We don’t get this portrait of Tanner as this person who was wonderful and died too soon, et al. This isn’t With Great Power, which basically turned Stan Lee into this Jesus Christ of comic books when he did a lot of dirty things to a lot of people over the years. Tanner was a drunk who had issues which get discussed by a lot of people in a lot of ways. There’s perspective on it, from his training partners to his ex-fiancée, about his personal issues and problems.

For all his talents as a fighter Tanner was a guy who felt he had gotten in too deep into the combat sports world and couldn’t get out of it. He had spent his entire adult life fighting and there’s a sense that he wished he would’ve never stepped into a ring and fought. That he’d have been happier being a drunk at night and a loyal cable company employee during the day instead of being a famous (for the time) MMA fighter. It’s a complicated portrait of a man whose life was equally so.

Recommended.

What Looks Good This Weekend, and I Don’t Mean the $2 Pints of Bass Ale and community college co-eds with low standards at the Alumni Club

The Internship – Studio executive to Owen Wilson, Vince Vaughn: “You guys are insufferable both apart and together. And Wedding Crashers made a lot of money. So why not we do a PG-13 version but with Google footing the bill, guys?”

Skip it – If you laugh at this film’s trailer you deserve to be chemically castrated.

The Purge – Society functions around one night a year in which you can mess stuff up without repercussion. This is that night.

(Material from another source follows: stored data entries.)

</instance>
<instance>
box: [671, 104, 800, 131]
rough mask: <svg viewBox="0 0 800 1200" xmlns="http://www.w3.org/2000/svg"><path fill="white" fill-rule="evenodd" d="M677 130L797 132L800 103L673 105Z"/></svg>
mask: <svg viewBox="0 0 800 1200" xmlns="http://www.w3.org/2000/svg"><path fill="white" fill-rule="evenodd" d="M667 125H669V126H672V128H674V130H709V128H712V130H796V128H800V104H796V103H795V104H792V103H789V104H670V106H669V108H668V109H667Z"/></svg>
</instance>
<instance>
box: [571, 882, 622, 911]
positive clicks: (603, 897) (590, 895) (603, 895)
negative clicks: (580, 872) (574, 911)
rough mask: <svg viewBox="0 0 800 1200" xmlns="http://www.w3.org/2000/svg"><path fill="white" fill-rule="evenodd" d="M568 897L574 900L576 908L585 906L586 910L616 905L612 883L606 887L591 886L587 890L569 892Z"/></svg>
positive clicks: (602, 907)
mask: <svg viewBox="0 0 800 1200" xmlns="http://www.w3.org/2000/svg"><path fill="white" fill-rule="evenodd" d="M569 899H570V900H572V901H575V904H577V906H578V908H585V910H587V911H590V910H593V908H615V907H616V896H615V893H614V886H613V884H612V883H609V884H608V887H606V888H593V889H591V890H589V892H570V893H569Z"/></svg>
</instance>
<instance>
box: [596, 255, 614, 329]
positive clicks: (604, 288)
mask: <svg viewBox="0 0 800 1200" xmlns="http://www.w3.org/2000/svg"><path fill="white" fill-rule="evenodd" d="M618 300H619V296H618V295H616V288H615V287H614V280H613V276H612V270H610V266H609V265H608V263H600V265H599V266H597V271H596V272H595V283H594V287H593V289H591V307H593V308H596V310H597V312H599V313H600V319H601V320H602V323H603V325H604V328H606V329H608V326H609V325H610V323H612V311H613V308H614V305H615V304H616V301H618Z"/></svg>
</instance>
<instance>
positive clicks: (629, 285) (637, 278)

See it – Ethan Hawke has taken a lot of interesting films now that he’s avoiding big studio fare regularly.

Much Ado About Nothing (Limited Release) – Joss Whedon had two weeks to kill during The Avengers. So he decided to make a black and white version of the Shakespeare play with his buddies.

See it – Anytime you can get a cast of the best parts of Whedon’s film and TV library together to make a film because you can … that means it’ll be a train wreck or awesome. Either way it’ll be an interesting watch.